The obvious answer is to appoint a new management team. But to back track a bit, on the afternoon of June 30 — after the results of Catalist-listed MC Payment’s EGM was known to shareholders — a local broker messaged: “It’s a non-event. But the events leading up to and including the EGM were so bizarre it was comical”.
Some market observers likened the tussle to a Korean drama. Others said it was akin to a Shakespearean tragedy like Othello. The story tells the tale of Othello, a Moorish general in the Venetian army charged with leading Venice on the eve of a war for the control of Cyprus. Iago is Othello’s jealous and bitter ensign, who goads his general to jealousy and anger till he kills his wife in a fit of rage.
At MC Payment, there was certainly a protagonist — the affable, almost humble founder and CEO Anthony Koh. An Iago-type character emerged, following a placement in March this year. The understanding is that Iago’s vehicle was NGSC. The latter was on the Singapore Exchange’s watchlist, the stock was suspended and the SGX had instructed the company to delist. To monetise NGSC, Iago hatched a plan to get MC Payment to pay for a 51% stake in NGSC using MC Payment shares which are trading on SGX-Catalist.
The first step to this plan was to remove major shareholder Ching Chiat Kwong’s representatives — his son Shawn Ching and Harry Ng — from the board. The elder Ching holds 27.06% of MC Payment, and the NGSC deal would dilute him significantly.

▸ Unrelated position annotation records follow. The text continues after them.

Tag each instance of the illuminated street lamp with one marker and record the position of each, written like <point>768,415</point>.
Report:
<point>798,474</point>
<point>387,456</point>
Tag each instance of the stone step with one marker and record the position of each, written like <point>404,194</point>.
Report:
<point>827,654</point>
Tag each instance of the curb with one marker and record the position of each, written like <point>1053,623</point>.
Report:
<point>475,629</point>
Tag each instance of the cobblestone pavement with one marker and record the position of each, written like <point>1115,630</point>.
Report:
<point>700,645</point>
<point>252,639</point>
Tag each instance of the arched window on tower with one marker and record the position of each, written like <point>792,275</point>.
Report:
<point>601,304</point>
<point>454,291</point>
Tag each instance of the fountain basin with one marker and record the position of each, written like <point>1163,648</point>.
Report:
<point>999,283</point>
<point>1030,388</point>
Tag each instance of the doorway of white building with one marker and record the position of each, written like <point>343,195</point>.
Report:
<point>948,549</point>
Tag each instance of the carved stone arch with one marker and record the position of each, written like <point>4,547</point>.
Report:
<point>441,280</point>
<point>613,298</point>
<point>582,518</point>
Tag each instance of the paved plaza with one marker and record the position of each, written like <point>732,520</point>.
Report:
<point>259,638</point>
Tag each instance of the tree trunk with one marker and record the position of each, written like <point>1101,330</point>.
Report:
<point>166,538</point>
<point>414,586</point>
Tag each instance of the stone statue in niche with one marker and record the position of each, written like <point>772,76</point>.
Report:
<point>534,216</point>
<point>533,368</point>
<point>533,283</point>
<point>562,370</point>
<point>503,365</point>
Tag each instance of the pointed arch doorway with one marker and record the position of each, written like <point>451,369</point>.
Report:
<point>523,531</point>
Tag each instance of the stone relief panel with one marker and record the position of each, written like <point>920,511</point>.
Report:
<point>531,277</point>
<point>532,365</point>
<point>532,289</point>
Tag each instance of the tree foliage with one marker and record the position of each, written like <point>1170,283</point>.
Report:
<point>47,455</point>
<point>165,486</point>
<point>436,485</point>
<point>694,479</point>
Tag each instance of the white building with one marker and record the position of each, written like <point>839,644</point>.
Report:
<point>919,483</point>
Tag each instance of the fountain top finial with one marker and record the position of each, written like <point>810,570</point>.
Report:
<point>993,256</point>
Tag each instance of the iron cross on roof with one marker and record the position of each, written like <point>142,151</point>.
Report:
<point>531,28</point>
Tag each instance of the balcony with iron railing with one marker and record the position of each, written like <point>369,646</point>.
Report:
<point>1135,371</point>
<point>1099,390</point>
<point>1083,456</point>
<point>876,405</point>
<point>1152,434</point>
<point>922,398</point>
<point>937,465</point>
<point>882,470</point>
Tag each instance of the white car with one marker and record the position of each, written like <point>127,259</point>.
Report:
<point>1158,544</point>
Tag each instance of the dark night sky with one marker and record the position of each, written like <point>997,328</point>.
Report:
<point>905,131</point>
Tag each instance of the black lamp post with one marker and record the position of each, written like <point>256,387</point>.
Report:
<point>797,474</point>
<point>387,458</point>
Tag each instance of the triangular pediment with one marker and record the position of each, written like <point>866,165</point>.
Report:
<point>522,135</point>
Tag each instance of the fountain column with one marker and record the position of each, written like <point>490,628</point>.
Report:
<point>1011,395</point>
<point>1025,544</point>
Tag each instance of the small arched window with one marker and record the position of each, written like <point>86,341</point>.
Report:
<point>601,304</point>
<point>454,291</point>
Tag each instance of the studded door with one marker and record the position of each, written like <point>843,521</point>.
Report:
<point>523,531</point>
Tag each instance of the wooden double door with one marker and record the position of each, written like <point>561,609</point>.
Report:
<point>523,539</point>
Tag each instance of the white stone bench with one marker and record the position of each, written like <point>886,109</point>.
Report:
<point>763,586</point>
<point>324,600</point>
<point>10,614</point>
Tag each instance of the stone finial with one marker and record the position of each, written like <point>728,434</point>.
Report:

In statements released to the media, Ching said he wrote to MC Payment on June 2 with details of how shareholders of the company were asked to sign blank proxy forms ahead of the AGM on April 28. The proxy forms were subsequently filled up without the shareholders’ knowledge to indicate votes in favour of resolutions one, three, five to nine, but against resolutions two and four — that is, against the re-election of Harry Ng and Shawn Ching.
Two days after Shawn Ching and Ng were removed from the board on April 30, a directors’ resolution was passed authorising CEO Koh to enter into a term sheet on behalf of the Company for the proposed acquisition of shares in NGSC. The term sheet says that the vendors of NGSC would sell at least 51% of their respective equity interests in NGSC along with any other existing shareholder of the company, via the terms of the general offer to be made by the purchaser, MC Payment. The purchase price agreed for 100% of NGSC would have been $9.6 million.
If MC Payment had acquired 51% of NGSC, it would have had to make a general offer for all the shares in NGSC.
Ching found out about the term sheet and the likelihood of being diluted only when he exercised his shareholder’s rights of asking for the board meeting minutes. He requisitioned for the EGM to vote in Harry Ng, Shawn Ching, Johnny Chee and Henry Tan, with Chee and Tan as independent directors and to remove Anthony Koh, Albert Cheok, Lilian Koh, David Ong and Kim Moon Soo.
Subsequently, the company announced an EGM to be held on June 30, for shareholders to vote in the new directors, and an EGM on July 30 to remove Koh, Cheok, Lilian Koh, Ong and Kim. As it turned out, Koh, Cheok, Lilian Koh, Ong and Kim resigned from the board on June 30, while Koh will resign as CEO on Dec 31 and Kim will step down as chief operating officer on Sept 30.
From June 30, MC Payment’s board comprises Kesavan Nair, Johnny Chee and Henry Tan as independent directors, and Harry Ng, Shawn Ching and controlling shareholder Ching Chiat Kwong as non-independent directors. The elder Ching is likely to be the new chairman of the board.
Prior to the EGM held on June 30, both the company and Ching were issuing statements, with Koh and chairman Cheok on the one hand, and Ching on the other.
Since Ching issued his first statement on June 16, there were many twists and turns. One of the strangest is a circular issued by MC Payment stating that the nominating committee did not find the directors Ching put forward qualified while the sponsor, in the same document found them qualified.
With the immediate battle for control over, the next question is who will run MC Payment? Market observers say that the Chings have already got a CEO, chief operating officer and chief technology officer ready to hit the road running. A broader roadmap and strategy is likely to be articulated at a later date. Among the changes is a likely name change to something more appropriate and appealing for Generation Z.
MC Payment has an integrated platform servicing merchants in the retail, transportation and food and beverage industries. It also holds a payment institution licence in Singapore, and is regulated by the Monetary Authority of Singapore under the Payment Services Act 2019. In addition, the company holds payment licences in Malaysia, Indonesia and Thailand. Digital payments in Asean expected to triple to US$1.5 trillion ($2 trillion) by 2030.
Othello has some other characters. Among them is Cassio: A young, brilliant soldier whom Iago was jealous of and who was appointed Othello’s successor after the latter killed himself. Another character is Brabantio, Othello’s father-in-law who is full of his own self-importance. Meanwhile, the Duke of Venice also lurked in the background, controlling the purse strings.
Will we see more characters emerge in this evolving saga? Only time will tell.